My husband and I have been married for almost 3 years and what a roller coaster it has been! Since our marriage he has been employed a total of 11 months while I have been busting my *** to make ends meet. I blame him for everything that is wrong in my life and often feel sorry for myself in my current situation. I find myself chronically upset and resentful towards him even when things are not that bad.
As I write, it is the Christmas season and while everyone is joyful, shopping, enjoying dinners out and spending time with family etc., here I sit hoping that I can make the mortgage payment. We both have Masters degrees, and while that is a great accomplishment, we both have massive student debts that the minimums aren't being met on.
I desperately want to have children!

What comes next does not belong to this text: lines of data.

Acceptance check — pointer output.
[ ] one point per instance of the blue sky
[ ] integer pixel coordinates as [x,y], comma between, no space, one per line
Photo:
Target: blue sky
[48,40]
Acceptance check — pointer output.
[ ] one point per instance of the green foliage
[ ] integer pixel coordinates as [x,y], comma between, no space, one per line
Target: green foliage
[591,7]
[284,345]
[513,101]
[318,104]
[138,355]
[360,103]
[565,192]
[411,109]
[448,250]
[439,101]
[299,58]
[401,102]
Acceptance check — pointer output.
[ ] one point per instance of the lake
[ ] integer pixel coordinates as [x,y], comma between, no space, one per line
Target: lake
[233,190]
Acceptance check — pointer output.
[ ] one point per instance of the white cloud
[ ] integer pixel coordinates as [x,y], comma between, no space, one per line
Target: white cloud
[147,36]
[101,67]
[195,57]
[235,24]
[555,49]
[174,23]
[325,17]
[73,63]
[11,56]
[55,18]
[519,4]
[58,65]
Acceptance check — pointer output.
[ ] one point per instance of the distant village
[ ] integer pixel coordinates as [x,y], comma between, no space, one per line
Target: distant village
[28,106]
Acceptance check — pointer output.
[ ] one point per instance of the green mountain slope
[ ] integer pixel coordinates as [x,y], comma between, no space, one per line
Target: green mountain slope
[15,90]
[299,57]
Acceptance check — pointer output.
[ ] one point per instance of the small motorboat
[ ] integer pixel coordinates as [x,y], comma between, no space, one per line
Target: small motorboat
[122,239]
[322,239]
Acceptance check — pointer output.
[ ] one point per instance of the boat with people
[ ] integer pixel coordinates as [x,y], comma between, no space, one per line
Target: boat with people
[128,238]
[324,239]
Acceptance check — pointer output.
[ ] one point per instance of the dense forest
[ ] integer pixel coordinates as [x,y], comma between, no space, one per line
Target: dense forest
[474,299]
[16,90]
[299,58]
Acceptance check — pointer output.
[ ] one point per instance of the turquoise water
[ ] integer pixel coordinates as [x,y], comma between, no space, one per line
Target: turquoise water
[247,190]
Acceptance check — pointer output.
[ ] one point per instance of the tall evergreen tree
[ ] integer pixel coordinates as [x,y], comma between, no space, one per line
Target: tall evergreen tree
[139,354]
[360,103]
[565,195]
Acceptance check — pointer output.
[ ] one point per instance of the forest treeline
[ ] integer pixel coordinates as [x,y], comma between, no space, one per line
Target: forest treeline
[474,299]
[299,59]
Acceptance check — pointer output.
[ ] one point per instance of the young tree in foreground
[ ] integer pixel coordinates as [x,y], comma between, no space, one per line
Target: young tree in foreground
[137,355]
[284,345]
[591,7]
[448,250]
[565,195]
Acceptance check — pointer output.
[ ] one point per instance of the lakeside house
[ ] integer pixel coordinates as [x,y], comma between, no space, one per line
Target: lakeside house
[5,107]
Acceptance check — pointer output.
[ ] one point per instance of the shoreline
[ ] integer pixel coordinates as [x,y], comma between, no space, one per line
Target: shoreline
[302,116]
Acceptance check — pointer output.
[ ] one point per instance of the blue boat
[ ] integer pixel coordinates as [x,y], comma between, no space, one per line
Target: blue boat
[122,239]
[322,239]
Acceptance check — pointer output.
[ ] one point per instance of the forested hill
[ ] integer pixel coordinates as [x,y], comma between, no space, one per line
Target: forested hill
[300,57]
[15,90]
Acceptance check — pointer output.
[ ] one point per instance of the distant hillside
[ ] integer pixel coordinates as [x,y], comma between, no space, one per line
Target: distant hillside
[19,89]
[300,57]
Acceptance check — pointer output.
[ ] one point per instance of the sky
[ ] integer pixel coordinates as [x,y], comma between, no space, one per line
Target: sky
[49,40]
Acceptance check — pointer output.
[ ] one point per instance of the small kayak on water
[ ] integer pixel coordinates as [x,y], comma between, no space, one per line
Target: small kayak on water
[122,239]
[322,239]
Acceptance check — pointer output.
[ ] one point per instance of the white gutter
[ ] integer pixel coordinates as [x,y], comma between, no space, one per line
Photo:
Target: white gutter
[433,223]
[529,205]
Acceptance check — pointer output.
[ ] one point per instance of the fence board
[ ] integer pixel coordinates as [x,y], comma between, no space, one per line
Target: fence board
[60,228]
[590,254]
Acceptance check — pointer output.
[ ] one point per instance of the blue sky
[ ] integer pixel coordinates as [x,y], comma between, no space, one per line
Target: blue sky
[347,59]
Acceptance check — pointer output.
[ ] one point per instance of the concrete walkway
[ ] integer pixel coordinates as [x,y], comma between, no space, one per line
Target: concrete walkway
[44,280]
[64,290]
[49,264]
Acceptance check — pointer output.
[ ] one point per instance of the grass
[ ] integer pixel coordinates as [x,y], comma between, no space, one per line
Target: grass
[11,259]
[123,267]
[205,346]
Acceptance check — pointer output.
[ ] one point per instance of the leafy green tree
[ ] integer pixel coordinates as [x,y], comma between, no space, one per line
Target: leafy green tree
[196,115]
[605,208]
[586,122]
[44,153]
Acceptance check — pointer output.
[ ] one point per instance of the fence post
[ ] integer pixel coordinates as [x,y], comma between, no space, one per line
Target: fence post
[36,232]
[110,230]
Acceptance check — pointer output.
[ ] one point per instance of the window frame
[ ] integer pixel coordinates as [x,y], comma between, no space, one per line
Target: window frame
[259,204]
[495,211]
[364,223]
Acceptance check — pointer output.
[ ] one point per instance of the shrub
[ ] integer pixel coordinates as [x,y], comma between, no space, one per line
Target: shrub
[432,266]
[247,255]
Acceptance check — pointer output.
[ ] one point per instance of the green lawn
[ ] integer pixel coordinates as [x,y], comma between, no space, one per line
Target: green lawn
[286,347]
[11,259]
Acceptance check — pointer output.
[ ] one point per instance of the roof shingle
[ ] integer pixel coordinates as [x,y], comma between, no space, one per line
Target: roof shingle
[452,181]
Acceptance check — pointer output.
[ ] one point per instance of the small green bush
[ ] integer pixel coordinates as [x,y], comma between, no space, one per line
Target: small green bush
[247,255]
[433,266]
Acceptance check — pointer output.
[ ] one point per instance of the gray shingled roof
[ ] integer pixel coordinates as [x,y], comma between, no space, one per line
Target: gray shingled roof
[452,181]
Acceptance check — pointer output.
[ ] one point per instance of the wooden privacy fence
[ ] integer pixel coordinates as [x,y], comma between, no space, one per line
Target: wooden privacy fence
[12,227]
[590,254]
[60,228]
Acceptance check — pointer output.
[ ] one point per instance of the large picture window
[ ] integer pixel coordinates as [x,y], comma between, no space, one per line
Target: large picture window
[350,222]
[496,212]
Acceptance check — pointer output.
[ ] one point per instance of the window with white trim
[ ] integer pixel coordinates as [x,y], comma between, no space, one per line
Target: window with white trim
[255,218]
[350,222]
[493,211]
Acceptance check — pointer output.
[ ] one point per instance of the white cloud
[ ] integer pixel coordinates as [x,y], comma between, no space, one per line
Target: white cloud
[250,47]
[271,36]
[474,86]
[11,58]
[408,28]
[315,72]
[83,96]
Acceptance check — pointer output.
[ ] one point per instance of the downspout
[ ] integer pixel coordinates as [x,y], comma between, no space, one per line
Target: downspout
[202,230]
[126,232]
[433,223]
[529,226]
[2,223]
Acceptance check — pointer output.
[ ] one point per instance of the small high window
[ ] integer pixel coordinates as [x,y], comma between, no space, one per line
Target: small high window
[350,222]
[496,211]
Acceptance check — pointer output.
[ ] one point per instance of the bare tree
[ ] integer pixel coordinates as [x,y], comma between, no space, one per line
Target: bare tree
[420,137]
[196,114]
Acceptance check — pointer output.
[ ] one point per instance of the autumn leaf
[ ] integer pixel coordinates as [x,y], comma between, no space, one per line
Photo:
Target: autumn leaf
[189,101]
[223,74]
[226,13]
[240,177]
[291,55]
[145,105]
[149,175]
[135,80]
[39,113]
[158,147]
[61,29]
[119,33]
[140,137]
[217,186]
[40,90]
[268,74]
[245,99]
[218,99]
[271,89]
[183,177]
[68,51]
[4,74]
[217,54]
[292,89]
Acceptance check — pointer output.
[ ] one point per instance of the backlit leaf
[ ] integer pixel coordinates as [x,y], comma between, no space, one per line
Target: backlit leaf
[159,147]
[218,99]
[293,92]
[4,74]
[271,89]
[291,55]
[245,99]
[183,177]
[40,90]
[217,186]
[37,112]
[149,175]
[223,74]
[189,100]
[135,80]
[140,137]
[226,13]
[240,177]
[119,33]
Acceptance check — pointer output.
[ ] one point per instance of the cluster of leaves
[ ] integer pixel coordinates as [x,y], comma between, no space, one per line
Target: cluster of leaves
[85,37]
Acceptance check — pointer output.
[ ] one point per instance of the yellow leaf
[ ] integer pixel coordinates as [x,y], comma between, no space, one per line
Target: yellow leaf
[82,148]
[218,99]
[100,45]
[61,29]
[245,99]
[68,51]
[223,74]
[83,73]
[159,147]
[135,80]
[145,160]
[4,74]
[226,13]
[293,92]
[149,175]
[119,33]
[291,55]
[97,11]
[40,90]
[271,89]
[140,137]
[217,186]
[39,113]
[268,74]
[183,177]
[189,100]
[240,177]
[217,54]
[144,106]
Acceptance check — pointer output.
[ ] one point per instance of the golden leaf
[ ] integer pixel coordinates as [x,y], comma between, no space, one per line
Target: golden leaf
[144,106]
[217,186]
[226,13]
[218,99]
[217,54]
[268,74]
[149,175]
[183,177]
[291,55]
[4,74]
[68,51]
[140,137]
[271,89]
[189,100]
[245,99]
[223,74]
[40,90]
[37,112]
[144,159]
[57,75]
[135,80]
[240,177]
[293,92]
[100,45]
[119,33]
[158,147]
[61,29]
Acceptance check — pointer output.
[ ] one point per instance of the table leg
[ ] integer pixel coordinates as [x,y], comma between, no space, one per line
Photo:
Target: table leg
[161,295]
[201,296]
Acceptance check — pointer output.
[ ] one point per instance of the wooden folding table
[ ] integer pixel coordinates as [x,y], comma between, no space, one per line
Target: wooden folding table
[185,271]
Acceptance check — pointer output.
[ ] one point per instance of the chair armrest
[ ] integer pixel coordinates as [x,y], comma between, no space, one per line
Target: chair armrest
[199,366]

Now, any sane person would recognize that things need to change in order to bring another life into this world and I completely agree. But, I am not getting any younger and we already have to undergo IVF to make the dream of family a reality. We have gone through marriage counseling for over a year and while that seemed to improve things quite a bit, the problem still remains....MY HUSBAND IS STILL UNEMPLOYED!
I don't want to live with all of this resentment anymore. I should be thankful for my health and the fact that I do have a roof over my head and food to eat, but the fact that my husband is not pulling his weight is killing me!
I know that I am probably not the only one out there who is going through this but sometimes I just feel so isolated and alone. Any words of encouragement would be greatly appreciated!